'Deem and pass': Democrats' new tactic for healthcare reform bill

House Democrats may use a procedure that allows them to 'deem' the Senate's healthcare reform bill passed without actually having to take a direct vote on it.

From left, House Rules Committee Chairwoman Louise Slaughter, D-N.Y., Rep. Peter DeFazio, D-Ore., and Speaker of the House Nancy Pelosi, D-Calif., during a press conference about the healthcare reform bill, which may be voted on this week.

The battle for healthcare reform is shifting from open-field policy fights to the obscure trenches of procedural warfare, as House Democrats look to pass the Senate bill without a direct vote.

It’s a procedure called a self-executing rule, and if it is used, the Senate healthcare reform bill will be "deemed" to have passed the House whenever the House passes a package of fixes to the Senate bill.

Deeming is typically used as a convenience for issues that aren't controversial. But this week, “deem and pass” could also give members cover for the toughest and most historic vote of their careers.

Asked to comment on Republican claims that Democrats are using procedural “gymnastics” to avoid accountability, Speaker Nancy Pelosi said at a briefing on Monday: “It's about accountability of the insurance companies. It's about affordability for the middle class. It's about accessibility for many more people.”

“It's not about gymnastics alone – except if that's part of the wellness program that we have for our children,” she added.

Republicans assail plan

Republicans took to the floor of the House and Senate today to attack this strategy as a bid to hide a vote that most Democrats would rather not take. With 178 seats in the House – and four of 13 seats on the powerful Rules Committee – Republicans don’t have the votes to defeat this strategy, but they aim to make it as costly to Democrats as possible, especially those in tough races in 2010.
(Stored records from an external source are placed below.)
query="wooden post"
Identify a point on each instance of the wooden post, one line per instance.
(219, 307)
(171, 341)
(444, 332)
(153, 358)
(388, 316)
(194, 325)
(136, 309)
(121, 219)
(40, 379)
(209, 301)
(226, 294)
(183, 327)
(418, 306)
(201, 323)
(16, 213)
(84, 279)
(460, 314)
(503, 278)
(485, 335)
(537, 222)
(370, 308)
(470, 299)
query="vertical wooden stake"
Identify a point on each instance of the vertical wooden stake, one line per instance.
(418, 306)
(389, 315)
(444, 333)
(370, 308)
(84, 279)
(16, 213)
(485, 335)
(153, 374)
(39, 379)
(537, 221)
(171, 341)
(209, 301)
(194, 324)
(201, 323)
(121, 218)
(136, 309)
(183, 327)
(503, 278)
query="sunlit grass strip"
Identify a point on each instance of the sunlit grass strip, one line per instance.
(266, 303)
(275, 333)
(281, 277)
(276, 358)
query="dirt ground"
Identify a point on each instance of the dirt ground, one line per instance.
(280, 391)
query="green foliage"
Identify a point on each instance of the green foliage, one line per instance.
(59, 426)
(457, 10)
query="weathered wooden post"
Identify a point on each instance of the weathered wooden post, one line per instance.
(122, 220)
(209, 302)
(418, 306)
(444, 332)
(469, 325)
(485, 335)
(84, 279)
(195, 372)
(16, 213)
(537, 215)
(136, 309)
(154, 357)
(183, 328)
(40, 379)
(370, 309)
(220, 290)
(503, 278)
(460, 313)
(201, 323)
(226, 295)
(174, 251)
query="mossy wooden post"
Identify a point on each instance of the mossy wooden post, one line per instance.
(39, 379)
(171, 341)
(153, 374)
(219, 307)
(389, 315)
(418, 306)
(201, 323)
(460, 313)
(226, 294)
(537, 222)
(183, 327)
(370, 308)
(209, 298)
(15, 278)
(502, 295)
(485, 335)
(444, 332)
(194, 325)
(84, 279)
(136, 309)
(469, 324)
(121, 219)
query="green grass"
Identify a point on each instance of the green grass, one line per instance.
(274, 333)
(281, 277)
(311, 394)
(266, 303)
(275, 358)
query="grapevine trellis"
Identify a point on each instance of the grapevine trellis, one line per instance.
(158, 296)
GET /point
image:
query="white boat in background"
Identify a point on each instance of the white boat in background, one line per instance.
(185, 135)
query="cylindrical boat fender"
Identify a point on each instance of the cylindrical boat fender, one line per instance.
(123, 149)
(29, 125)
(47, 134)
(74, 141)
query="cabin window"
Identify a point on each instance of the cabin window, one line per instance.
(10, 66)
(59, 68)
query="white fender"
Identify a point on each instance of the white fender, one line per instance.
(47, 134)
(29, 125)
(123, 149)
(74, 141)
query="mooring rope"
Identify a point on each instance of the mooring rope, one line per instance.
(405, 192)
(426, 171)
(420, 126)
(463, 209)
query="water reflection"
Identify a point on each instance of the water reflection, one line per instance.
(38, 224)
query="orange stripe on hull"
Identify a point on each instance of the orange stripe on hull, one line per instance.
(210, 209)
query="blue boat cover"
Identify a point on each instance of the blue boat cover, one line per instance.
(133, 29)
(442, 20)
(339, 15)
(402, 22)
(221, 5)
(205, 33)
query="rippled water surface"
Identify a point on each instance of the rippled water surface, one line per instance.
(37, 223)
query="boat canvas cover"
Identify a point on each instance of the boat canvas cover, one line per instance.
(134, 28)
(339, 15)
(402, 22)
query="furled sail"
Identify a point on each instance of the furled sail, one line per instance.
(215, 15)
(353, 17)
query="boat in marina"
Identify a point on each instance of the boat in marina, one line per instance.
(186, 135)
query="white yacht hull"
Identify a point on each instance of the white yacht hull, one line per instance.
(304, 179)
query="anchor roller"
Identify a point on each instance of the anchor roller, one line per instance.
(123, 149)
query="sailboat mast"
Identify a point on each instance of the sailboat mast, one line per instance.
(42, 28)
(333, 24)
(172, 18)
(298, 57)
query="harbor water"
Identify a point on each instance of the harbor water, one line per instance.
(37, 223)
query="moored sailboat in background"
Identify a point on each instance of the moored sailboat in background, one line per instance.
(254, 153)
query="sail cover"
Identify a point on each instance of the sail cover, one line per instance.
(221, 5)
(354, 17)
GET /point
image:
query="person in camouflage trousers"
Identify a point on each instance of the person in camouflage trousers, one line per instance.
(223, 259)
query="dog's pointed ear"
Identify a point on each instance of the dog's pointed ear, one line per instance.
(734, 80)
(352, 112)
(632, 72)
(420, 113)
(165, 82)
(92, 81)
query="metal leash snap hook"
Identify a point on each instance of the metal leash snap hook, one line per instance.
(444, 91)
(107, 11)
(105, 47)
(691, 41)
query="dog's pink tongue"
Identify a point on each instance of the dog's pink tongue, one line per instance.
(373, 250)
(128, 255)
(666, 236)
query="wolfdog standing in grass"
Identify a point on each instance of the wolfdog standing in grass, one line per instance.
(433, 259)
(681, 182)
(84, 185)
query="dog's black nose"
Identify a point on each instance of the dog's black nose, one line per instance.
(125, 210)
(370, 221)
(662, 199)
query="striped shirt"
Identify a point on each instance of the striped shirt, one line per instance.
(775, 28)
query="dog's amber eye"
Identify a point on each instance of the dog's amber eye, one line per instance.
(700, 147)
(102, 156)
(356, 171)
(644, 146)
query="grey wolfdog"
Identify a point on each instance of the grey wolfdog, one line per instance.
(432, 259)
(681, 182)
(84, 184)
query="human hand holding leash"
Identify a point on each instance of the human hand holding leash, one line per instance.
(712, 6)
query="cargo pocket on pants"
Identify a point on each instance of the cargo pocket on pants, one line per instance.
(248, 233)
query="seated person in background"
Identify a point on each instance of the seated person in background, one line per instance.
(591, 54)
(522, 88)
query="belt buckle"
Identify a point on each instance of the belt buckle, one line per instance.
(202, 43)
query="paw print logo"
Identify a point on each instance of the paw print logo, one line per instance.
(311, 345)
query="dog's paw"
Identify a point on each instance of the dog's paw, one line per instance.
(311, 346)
“Make no mistake, this will be a career-defining and a Congress-defining vote,” said Senate Republican leader Mitch McConnell on Tuesday. “Anyone who endorses this strategy will be forever remembered for trying to claim they didn’t vote for something they did. It will go down as one of the most extraordinary legislative sleights of hand in history.”

The procedure of one vote to both adopt a resolution and concur on a Senate amendment to a bill has been around since 1933. In March 1996, Republicans used a similar procedure to pass a controversial measure to raise the national debt limit – an issue they had used against Democrats
in their bid to take back the House in 1995.

In the House floor debate, Republicans called it a measure necessary “to expedite the consideration of this terribly, terribly important piece of legislation.”

“In fact, self-executing rules have been used over the years far more often by Republicans than by Democrats,” says Vincent Morris, a spokesman for Rep. Louise Slaughter (D) of New York, who chairs the House Rules committee.

Usually used for 'routine matters'

But all sides agree that it’s never been used on a measure this significant.

“It’s a procedure typically used on very routine matters,” says Ross Baker, a political scientist at Rutgers University in New Brunswick, N.J.

That Democrats are using it on healthcare “is evidence of the fact that they’re using every parliamentary device that they can to overcome the 60-vote threshold in the Senate and the defection of Democrats in the House opposed to [the Senate bill],” he adds.

On the House side, GOP leader John Boehner of Ohio announced today that Republicans plan to force a vote on a resolution requiring an up-or-down vote on the Senate health care bill. Even if the resolution fails, it will put Democrats on record in a way that can be used in 2010 election campaigns. “It shows you just how controversial this government takeover of healthcare has become that it takes a controversial maneuver just to vote on it,” he said in a statement.

Meanwhile, Rep. David Dreier (R) of California, the top Republican on the House Rules Committee, is calling for the Rules Committee debate on
this issue to be televised.

“With the Democratic majority poised to turn the rules of the House on their head just to get their government takeover of healthcare through, we need cameras there to record it,” he said in a statement on Tuesday.